We present several applications of the simulator package. The first study uncovers the selection forces driving chromosomal CNAs, estimated from large bulk DNA-seq datasets. The inferred selection parameters can predict the prevalence of whole-genome duplication in each cancer type. Moreover, the selection parameters inferred from a pan-cancer dataset show a strong correlation with the chromosomal driver gene count and potency. Together, these observations prove the biological relevance of the uncovered selection parameters. The second part of this presentation delves into the development of an inference method for single-cell DNA-seq data, which holds great potentials for more accurate parameter estimation but also poses several distinct challenges over bulk data. Based on a novel implementation of random forests within the Approximate Bayesian Computation (ABC) framework, we developed an inference method to uncover both occurance rates and selection parameters driving specific CNA mechanisms in CINner. The inference recovers the parameters of interest well, even for datasets with small sample sizes. In combination, the width and depth of these studies showcase CINner’s applicability in analyzing current and upcoming DNA-seq data, toward the goal of reconstructing tumor history and predicting patient outcome.

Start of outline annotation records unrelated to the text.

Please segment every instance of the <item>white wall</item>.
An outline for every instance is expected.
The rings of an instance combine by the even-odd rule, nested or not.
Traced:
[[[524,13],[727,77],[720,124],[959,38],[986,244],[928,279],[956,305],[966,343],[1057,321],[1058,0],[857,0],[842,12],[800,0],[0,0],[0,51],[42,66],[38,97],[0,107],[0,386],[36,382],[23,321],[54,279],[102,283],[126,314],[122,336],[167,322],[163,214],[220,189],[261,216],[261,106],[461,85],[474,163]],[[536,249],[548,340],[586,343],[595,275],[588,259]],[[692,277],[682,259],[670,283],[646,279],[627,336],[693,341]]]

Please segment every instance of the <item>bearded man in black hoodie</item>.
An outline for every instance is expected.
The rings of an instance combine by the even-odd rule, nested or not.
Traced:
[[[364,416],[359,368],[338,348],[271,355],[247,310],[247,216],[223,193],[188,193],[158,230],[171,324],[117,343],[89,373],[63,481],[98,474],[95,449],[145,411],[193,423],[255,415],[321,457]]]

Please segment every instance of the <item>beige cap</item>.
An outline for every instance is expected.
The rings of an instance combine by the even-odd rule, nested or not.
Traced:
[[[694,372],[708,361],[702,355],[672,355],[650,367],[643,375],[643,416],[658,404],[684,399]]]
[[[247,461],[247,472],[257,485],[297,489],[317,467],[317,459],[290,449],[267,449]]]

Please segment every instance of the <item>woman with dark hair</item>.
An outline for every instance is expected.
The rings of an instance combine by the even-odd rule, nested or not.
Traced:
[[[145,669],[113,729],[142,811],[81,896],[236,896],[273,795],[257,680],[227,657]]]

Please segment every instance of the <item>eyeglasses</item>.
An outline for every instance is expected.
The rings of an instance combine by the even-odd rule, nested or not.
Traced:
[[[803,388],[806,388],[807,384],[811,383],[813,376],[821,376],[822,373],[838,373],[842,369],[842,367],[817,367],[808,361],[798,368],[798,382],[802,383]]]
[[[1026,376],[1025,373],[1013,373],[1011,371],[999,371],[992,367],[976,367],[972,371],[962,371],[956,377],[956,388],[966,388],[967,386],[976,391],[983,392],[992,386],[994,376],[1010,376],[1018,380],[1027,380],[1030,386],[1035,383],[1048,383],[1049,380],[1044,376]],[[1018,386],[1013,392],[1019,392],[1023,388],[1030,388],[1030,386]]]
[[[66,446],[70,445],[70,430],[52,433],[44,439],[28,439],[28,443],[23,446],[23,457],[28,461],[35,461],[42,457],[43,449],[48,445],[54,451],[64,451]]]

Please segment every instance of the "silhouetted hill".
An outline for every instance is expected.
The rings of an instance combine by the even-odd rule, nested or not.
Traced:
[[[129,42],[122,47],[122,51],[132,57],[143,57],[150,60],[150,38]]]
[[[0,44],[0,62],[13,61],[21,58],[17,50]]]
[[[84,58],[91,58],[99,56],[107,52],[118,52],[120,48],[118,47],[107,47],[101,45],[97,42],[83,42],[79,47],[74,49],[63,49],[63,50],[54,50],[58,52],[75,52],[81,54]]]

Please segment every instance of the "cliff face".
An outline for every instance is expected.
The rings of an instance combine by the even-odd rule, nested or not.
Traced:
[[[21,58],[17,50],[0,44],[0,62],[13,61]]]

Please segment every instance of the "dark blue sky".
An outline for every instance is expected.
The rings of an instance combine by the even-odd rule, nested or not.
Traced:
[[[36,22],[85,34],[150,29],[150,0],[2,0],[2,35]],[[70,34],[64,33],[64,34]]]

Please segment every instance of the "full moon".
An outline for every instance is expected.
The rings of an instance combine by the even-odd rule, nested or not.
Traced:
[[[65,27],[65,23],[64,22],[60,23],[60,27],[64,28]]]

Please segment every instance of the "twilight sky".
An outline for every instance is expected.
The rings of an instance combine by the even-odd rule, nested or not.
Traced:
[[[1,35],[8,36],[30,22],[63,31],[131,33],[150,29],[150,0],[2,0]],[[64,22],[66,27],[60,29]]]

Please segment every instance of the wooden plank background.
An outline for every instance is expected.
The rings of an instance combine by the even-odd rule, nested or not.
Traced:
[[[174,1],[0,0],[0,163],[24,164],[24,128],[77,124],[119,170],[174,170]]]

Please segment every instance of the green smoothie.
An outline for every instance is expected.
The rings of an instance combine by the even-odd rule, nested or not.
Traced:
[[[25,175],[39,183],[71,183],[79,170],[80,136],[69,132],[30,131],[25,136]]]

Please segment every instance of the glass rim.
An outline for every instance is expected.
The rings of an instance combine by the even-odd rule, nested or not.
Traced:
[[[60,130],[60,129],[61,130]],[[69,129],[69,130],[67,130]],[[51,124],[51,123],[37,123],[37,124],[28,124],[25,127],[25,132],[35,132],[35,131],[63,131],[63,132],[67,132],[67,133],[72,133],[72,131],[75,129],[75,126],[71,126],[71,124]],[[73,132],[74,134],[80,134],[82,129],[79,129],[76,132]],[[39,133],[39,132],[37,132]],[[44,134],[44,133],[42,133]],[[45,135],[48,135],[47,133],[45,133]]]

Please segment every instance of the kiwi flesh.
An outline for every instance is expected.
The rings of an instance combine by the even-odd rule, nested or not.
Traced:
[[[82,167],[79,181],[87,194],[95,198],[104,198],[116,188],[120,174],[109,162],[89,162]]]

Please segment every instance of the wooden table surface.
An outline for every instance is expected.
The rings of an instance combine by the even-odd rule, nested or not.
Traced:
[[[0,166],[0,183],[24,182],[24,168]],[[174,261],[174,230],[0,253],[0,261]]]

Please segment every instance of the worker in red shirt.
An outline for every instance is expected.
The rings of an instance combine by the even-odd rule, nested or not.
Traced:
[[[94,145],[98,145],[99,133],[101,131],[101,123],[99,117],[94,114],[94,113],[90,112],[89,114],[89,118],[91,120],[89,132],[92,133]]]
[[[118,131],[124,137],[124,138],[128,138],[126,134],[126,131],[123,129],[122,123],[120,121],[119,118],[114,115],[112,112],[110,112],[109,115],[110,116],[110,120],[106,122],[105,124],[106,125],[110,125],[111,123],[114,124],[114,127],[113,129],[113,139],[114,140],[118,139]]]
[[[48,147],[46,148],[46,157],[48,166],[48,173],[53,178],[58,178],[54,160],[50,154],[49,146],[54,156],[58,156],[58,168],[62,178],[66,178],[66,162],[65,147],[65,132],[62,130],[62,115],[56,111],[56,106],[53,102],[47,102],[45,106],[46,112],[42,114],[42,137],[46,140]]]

317:20 — Optimal Leukemia Treatment

With an overall 5-year relative survival rate of ~30\% Acute Myeloid Leukemia (AML) is a serious disease with a complex dynamic acting on the whole organism. Due to this complexity the treatment choices made by clinicians are crucial for the prospects of recovery of every single patient. Finding and researching new and promising improvements in treatment strategies for this deadly disease using clinical trials is therefore a very slow and tedious process. We aim to accelerate this process by using modelling, simulation, and optimization methods to find new treatment regimens that both improve the chance of survival and reduce the stress on the patients during these treatments.
In this talk we will discuss a pharmacokinetic and pharmacodynamic model of ordinary differential equations that allows to simulate both chemotherapy and immunostimulator intake at arbitrary points in time. Considering white blood cell measurements obtained during clinical trials we estimate sets of patient specific parameters for this model which serve us as digital twins allowing for detailed analysis of simulated drug response. With these digital twins we are able to reproduce clinically observed treatment responses strengthening the trust in our model. This validation allows us to expand the analysis upon yet unconsidered treatment combinations and gives insight into clinically hard to observe behaviours.